The Fund Mission Chief will probably dine with the Ambassador’s representing the G-7 countries in Islamabad (possibly also the Chinese and Saudi Arabia), brief them and get a sense of their level of comfort (or discomfort) and take it from there. Unfortunately for those who care about economic reforms the Fund will let us off the hook for the thousandth time. Three or four waivers for non-compliance will be requested in the staff report to the Executive Board, targets will be adjusted to make it easier to comply with, some reforms will be deferred to a later date, others dropped altogether and any suspicious data suggesting cooking of the fiscal books or the national accounts will be ignored.

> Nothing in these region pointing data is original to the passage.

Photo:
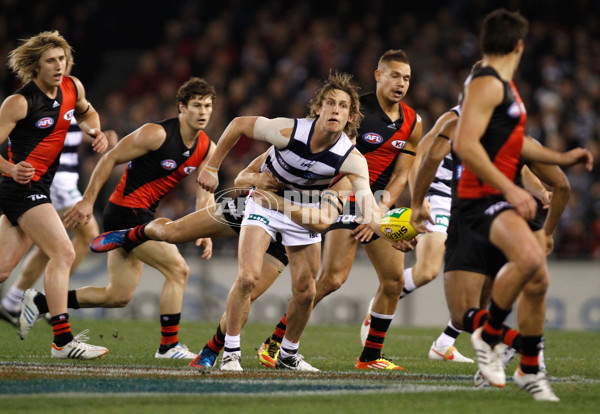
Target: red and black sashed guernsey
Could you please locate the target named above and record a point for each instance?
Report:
(380, 139)
(502, 139)
(39, 138)
(150, 177)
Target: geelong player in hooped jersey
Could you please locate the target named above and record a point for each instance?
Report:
(35, 119)
(308, 154)
(159, 156)
(387, 137)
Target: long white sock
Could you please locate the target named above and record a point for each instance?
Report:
(288, 348)
(409, 283)
(232, 345)
(12, 300)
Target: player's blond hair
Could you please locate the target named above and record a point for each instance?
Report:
(24, 60)
(342, 82)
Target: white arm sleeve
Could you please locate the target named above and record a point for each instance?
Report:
(276, 131)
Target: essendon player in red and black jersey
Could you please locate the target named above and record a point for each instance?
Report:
(489, 139)
(159, 156)
(35, 120)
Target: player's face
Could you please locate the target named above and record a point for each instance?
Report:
(51, 67)
(335, 111)
(198, 111)
(393, 79)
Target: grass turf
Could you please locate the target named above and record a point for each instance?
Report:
(130, 380)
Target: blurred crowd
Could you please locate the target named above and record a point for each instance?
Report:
(267, 58)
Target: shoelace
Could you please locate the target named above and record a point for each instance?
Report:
(82, 336)
(272, 349)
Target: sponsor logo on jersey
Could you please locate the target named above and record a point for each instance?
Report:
(514, 111)
(459, 170)
(168, 164)
(258, 217)
(45, 122)
(373, 138)
(398, 143)
(68, 115)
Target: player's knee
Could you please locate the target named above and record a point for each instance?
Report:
(304, 294)
(160, 229)
(393, 285)
(530, 260)
(246, 282)
(330, 282)
(538, 286)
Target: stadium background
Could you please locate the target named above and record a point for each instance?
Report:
(268, 57)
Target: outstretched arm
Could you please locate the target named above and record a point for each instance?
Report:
(88, 119)
(275, 131)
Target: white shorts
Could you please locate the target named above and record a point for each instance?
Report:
(63, 191)
(274, 222)
(440, 213)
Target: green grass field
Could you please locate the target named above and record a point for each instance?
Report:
(130, 380)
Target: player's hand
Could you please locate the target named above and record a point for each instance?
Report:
(267, 181)
(80, 213)
(207, 244)
(580, 155)
(363, 233)
(208, 180)
(522, 201)
(419, 215)
(100, 142)
(549, 244)
(22, 172)
(405, 245)
(268, 199)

Executive directors will make a huge fuss at the board meeting and berate us for our bad track record, the litany of broken promises and too many requests for waivers for non-adherence to targets, benchmarks, performance criteria and just about everything else that we were supposed to do but did not do on time because of "ground realities".

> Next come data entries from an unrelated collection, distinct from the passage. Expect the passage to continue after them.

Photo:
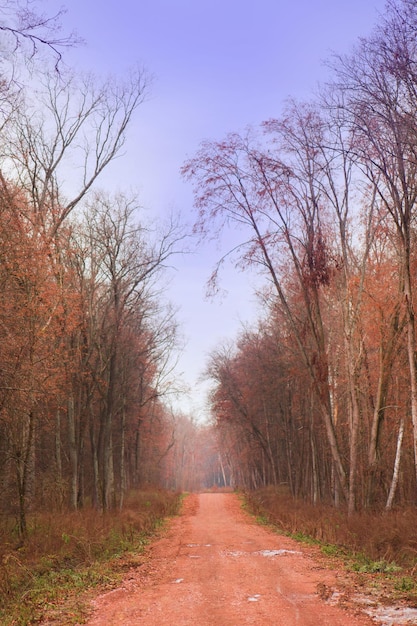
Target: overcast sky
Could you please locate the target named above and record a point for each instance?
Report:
(218, 66)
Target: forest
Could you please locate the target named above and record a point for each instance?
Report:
(320, 397)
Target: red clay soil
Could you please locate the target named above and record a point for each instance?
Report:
(216, 566)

Pakistan, strategically located and nuclear-armed with crazies running amok — now in the heart of the Punjab — will squeak by with a majority decision (even if some executive directors reject the staff's recommendations and vote against or abstain from voting on the programme starting with the US). The other multilateral agencies will get the nod and the money will flow. We will muddle through spending merrily until the next tranche when we will request more waivers for non-compliance and the envelope of economic adjustment will be pushed further out into the future.

By the time the SBA ends it will bear little relationship to what was initially negotiated, committed and agreed to. But no worries. Since we would have not done what we should have done and done things we should not do and the program did not produce its promised macroeconomic outcomes, our ‘renowned’ economists can always blame the Fund for a poorly-designed, badly-sequenced, overly-ambitious and lousy programme that failed to take into account our ‘unique ground realities’ not found in any of the other 186 member countries in the IMF. The IMF, being stubborn just simply ‘did not get it’. That always goes down well with the Pakistani public.

Published in The Express Tribune, July 8th, 2010.